Insurers Post High Growth in H1

Insurers Post  High Growth in H1
Insurers Post  High Growth in H1

Total premiums grew by over a third in the six months ending September 22, compared to the same period last year. The high growth rate in the insurance sector came despite the financial sanctions that have slowed down the insurance sector’s development.

Insurance premiums reached 97.8 trillion rials ($3.6 billion based on official rate) showing a 35.8 percent growth for the period, Central Insurance of Iran data shows.

Iran insurance, a state-owned insurer, sold 46.5 percent of the premiums, remaining the dominant power in the market. Other insurers, all non-state-owned, sold 53.5 percent of the premiums.

A surge in premiums is seen in the data, as the number of insurance policies issued only rose 25.3 percent to 21.7 million. While Iran Insurance sold over 60 percent of the policies, it took less than half of overall premiums. This comparison shows that the surge in premiums is related mainly to policies issued by the private insurers.

The life insurance segment of Iran’s market remains weak, with the non-life segment taking up over 65 percent of premiums. Compulsory Motorists’ Third Party Insurance (CMPTL) sub-sector was the key source of growth in the industry, taking up 41.4 percent of the premiums, followed by health insurance with 25.4 percent.

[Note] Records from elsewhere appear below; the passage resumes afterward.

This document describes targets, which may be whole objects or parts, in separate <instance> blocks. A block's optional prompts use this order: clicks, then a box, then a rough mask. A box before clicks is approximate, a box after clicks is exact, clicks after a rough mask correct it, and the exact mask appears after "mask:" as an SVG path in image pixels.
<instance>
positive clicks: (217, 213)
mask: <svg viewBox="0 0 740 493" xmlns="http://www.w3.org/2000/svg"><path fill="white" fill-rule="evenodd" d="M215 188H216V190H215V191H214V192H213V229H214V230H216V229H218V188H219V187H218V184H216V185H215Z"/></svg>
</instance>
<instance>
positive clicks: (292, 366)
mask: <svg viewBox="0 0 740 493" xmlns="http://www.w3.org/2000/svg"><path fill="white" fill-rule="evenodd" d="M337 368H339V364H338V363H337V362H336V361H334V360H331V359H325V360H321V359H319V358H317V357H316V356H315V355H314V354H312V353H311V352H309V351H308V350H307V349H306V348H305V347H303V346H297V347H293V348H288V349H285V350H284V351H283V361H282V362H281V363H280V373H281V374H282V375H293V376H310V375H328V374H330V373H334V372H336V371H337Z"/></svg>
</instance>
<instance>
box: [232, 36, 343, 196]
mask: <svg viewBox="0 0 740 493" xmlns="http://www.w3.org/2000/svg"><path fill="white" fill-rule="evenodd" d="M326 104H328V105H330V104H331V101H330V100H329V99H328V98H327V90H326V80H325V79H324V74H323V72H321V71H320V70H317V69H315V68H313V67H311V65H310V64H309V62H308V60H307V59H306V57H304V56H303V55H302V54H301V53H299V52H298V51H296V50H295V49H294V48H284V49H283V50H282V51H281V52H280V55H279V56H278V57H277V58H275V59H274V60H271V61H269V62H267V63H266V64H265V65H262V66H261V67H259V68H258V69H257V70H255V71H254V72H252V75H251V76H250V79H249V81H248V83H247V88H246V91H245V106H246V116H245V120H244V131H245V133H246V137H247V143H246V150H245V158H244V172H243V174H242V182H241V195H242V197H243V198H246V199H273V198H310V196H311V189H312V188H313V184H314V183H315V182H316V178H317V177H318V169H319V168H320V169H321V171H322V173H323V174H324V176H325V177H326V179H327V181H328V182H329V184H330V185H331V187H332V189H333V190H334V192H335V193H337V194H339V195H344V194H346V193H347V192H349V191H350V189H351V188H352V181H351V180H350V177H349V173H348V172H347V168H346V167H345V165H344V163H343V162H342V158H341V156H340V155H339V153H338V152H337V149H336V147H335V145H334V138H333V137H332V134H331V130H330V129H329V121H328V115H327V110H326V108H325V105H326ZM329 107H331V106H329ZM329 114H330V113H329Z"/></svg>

The insurance market also seems to be on the path to high profits, as the rise in insurance payouts was dwarfed by the rise in premiums. Insurance payouts only rose 19.3 percent, totaling 47.1 trillion rials paid over 8.7 million cases.

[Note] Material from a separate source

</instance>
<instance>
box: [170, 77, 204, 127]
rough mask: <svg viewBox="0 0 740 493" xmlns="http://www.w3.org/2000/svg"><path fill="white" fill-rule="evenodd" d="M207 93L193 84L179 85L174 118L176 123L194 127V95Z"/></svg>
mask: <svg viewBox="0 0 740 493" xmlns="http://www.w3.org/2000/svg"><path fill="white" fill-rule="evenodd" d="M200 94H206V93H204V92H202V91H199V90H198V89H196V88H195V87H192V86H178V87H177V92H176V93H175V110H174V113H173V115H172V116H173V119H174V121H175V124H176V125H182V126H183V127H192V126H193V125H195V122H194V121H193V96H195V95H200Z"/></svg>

Iran Insurance has outperformed private insurers in handing out payouts, the data shows. While it took 53.5 percent of the premiums, it only paid for 49.4 percent of total claims.

CMPTL payouts accounted for 39.8 percent of the total insurance payouts in the period. The share of the health insurance segment in the payout market was 32.9 percent.

 Future of Insurance

Looking ahead, the relative size of the non-life sector compared to life insurance sector means that it will remain a main source of growth in overall premiums in Iran’s insurance market in the foreseeable future.

Within the non-life insurance sector, CMPTL and health insurance segments are likely to keep their dominance and drive growth as their coverage expands to more policy holders.

Iran Insurance possesses a significant size of the market and is one of the largest insurers in the Middle East. It is likely to keep its position as Iran’s top insurer with its state backing - it is seen as a strategic asset by the government. After Iran was denied shipping insurance due to financial sanctions imposed on the country over its nuclear energy program, Iran Insurance rose to ease the insurance crisis. The company now holds 65 percent of the shipping insurance market.

Despite the surge in premiums the market will continue to operate below its capacity in all likeliness. “An opaque regulatory system, heavy government intervention and a lack of public awareness of the benefits of many insurance solutions” were sighted as reasons behind this lagging growth in a recent report by the Business Monitor International.

Although the Insurance market has shown resilience to continued financial sanctions imposed by the European Union and the United States, the possible lifting of these restrictions would boost Iran’s insurance market. Such a development would draw in foreign reinsurers and investors into the market and will increase access to global capital markets.